Hidup ditandai dari kelahiran dan kematian itu sendiri. Tak ada lahir, kalau tak ada mati. Itu sederhananya. Tapi apa benar begitu?

Lahir. Apa itu lahir? Mati. Apa itu mati. Kadangkala bahasa kita tidak cukup memadai meliput makna akan kematian dan kelahiran itu sendiri. Kita terlalu sederhana memaknai kelahiran itu. Pokoknya seorang orok brojol dari rahim ibunya, lalu menangis, kita pikir itulah kelahiran.

 

Ya. Itu kelahiran dalam artian statistik. Tapi dalam arti yang menyangkut kemanusiaan, belum tentu.

Saya lebih dapat memahami suatu kata, suatu konsep manakala saya bandingkan dengan lawannya, dengan antonimnya. Bagaimana itu?

Misalnya, lahir. Lahir sebenarnya dari kata zahir. Seperti halnya zuhur, berubah menjadi luhur. Jadi lahir, lebih tepat antonimnya, hilang.

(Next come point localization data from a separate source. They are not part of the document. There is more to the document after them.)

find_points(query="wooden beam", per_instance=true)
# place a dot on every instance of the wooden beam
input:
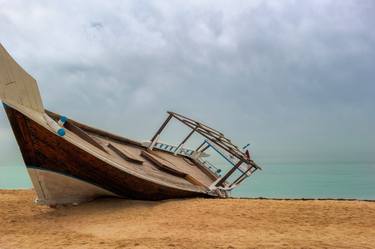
(230, 172)
(83, 135)
(124, 154)
(184, 141)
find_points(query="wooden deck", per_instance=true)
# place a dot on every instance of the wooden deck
(128, 175)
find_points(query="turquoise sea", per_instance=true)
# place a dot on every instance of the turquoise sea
(302, 180)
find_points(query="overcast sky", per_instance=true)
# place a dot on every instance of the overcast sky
(293, 78)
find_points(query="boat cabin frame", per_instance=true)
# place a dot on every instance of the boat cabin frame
(239, 160)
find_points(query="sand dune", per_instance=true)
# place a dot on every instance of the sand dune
(193, 223)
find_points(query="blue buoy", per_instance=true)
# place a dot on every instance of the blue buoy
(61, 132)
(63, 119)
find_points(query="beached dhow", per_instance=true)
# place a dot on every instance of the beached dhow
(69, 162)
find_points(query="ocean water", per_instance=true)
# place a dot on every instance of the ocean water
(303, 180)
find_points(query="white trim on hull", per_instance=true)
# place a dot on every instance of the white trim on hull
(55, 188)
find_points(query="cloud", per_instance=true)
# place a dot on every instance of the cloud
(294, 78)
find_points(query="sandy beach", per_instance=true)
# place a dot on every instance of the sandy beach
(192, 223)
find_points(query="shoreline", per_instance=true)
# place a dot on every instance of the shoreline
(253, 198)
(186, 223)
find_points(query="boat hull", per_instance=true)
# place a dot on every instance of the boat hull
(78, 174)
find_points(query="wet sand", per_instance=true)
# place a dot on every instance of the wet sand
(193, 223)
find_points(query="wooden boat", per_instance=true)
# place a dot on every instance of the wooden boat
(69, 162)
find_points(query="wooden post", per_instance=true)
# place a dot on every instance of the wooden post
(157, 134)
(239, 179)
(224, 178)
(200, 146)
(184, 141)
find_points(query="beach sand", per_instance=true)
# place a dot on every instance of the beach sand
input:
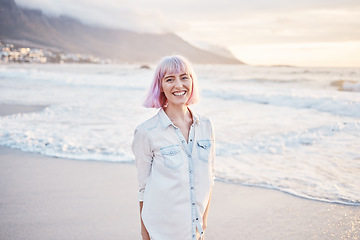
(53, 198)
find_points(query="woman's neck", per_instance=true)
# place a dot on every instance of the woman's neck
(177, 113)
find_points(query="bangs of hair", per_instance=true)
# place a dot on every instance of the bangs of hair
(170, 65)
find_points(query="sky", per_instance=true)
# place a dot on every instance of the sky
(315, 33)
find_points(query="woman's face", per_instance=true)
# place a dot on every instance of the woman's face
(177, 87)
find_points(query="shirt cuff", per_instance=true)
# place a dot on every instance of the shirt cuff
(141, 195)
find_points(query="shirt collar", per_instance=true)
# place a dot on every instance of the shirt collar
(165, 120)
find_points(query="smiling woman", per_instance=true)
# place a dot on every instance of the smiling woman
(174, 155)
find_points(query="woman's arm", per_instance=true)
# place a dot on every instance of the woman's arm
(143, 160)
(144, 232)
(206, 213)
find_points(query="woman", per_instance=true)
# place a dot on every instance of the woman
(174, 155)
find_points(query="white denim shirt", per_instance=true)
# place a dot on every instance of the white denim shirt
(175, 177)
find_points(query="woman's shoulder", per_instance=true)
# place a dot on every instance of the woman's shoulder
(148, 124)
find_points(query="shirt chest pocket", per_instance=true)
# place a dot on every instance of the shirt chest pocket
(172, 156)
(203, 147)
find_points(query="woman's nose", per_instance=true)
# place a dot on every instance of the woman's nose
(178, 83)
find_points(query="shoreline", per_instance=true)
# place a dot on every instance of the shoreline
(54, 198)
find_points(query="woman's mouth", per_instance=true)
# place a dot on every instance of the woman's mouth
(180, 93)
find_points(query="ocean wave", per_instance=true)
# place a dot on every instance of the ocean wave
(334, 105)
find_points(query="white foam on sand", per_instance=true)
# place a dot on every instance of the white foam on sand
(282, 128)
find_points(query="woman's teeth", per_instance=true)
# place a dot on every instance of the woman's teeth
(179, 93)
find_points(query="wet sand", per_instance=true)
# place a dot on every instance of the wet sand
(52, 198)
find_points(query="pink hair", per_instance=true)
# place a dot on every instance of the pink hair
(170, 65)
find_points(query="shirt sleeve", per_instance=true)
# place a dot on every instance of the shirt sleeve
(143, 159)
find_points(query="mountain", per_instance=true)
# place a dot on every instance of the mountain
(71, 35)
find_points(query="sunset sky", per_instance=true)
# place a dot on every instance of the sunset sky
(261, 32)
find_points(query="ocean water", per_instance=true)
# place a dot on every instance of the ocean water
(284, 128)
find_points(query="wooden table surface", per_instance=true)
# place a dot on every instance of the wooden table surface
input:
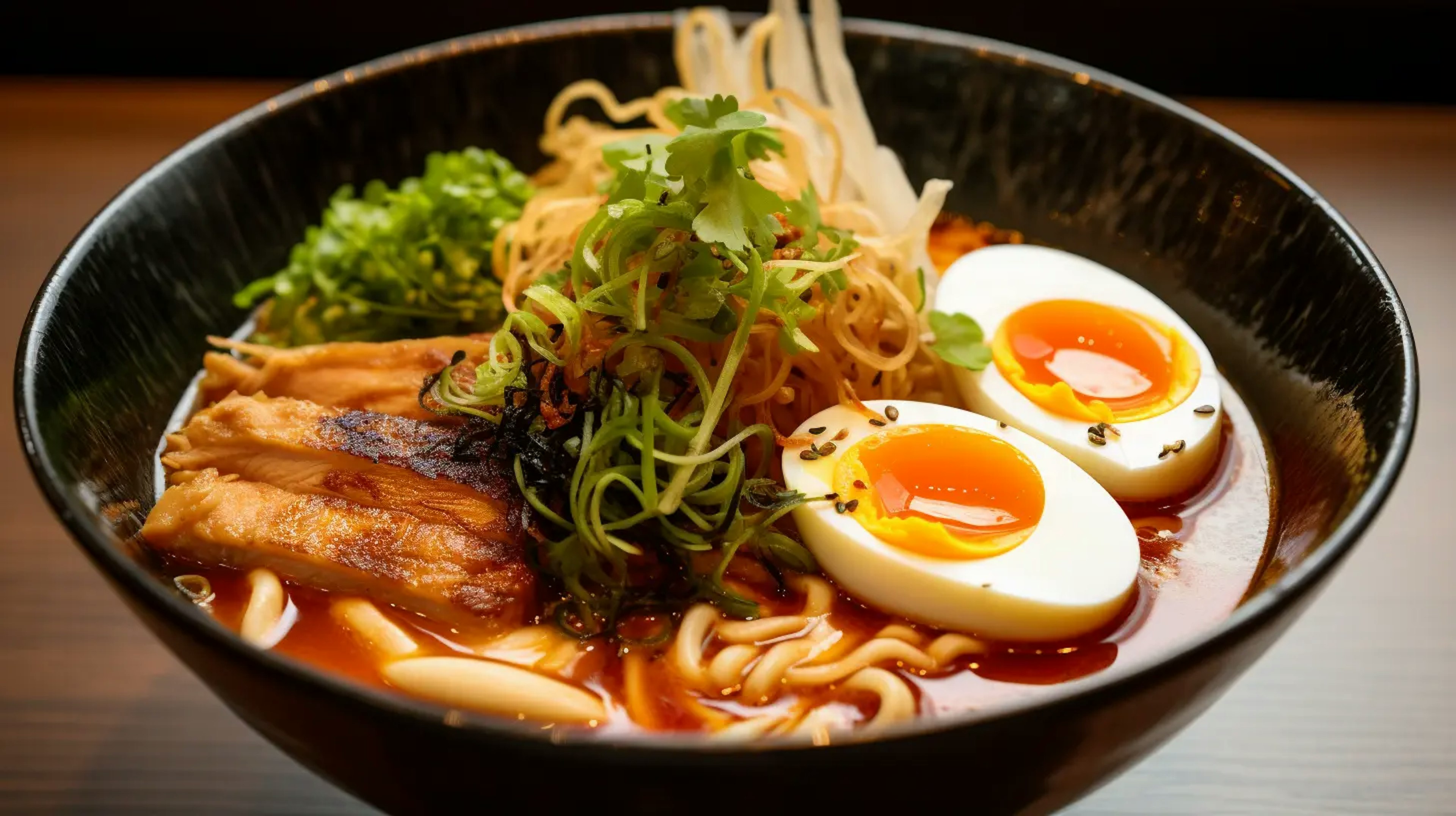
(1353, 712)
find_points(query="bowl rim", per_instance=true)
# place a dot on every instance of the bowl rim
(1254, 612)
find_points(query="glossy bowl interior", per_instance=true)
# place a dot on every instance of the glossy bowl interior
(1296, 309)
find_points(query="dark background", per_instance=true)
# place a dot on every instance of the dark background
(1355, 50)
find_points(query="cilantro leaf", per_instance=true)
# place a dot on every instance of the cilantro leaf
(641, 168)
(712, 164)
(959, 342)
(698, 111)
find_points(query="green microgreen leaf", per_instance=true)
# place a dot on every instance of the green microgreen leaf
(959, 342)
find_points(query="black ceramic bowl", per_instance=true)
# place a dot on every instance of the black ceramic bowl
(1286, 295)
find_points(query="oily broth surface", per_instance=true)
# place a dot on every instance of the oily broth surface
(1200, 554)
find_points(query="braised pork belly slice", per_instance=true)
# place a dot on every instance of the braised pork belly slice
(366, 377)
(372, 460)
(327, 543)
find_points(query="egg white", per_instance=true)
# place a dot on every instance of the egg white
(1069, 577)
(991, 285)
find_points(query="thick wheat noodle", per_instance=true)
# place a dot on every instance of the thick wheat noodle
(264, 611)
(828, 127)
(951, 646)
(752, 728)
(373, 629)
(560, 659)
(768, 674)
(685, 38)
(819, 723)
(688, 646)
(896, 700)
(758, 38)
(870, 653)
(497, 688)
(619, 113)
(726, 669)
(635, 693)
(761, 630)
(902, 631)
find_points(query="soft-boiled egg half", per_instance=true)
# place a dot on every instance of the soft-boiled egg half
(960, 522)
(1091, 363)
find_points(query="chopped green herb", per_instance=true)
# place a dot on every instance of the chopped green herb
(411, 261)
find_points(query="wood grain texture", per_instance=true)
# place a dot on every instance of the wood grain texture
(1350, 713)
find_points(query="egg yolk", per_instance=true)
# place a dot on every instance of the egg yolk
(941, 490)
(1094, 362)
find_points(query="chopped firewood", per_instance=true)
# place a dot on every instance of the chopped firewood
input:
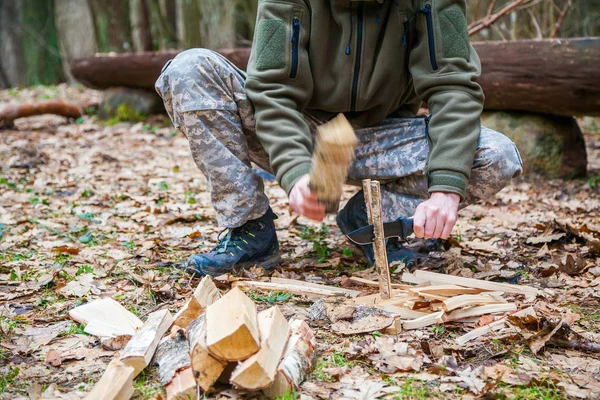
(476, 283)
(467, 300)
(443, 290)
(425, 321)
(231, 327)
(172, 355)
(115, 384)
(332, 156)
(57, 107)
(106, 318)
(478, 311)
(368, 282)
(182, 386)
(259, 371)
(206, 369)
(313, 290)
(297, 360)
(483, 330)
(205, 294)
(373, 199)
(140, 349)
(404, 313)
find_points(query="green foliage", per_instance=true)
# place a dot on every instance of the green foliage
(272, 297)
(8, 379)
(125, 113)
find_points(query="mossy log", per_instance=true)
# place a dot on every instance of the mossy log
(559, 77)
(550, 145)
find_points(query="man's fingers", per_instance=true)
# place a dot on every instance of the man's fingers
(440, 225)
(450, 221)
(419, 222)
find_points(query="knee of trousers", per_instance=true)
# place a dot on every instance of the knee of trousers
(498, 162)
(192, 81)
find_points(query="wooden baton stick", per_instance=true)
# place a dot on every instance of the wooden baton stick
(373, 199)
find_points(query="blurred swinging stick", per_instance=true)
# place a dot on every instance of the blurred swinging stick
(334, 152)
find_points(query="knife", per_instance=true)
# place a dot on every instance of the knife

Akibatnya, saya bisa sandingkan menjadi seperti ini:

Yang Lahir, Yang Hilang

Yang Hidup, Yang Mati

Yang Ada, Yang Tiada

Yang Tumbuh, Yang Gugur

Yang Mekar, Yang Layu

Yang Cerah, Yang Kabut

Yang Terang, Yang Gelap

Yang Cemerlang, Yang Redup

Yang Pergi, Yang Pulang

Yang Gerak, Yang Diam

Yang Muda, Yang Tua

 

Itu semua, kata-kata di atas, bukankah bercerita tentang kompleksitas kehidupan itu?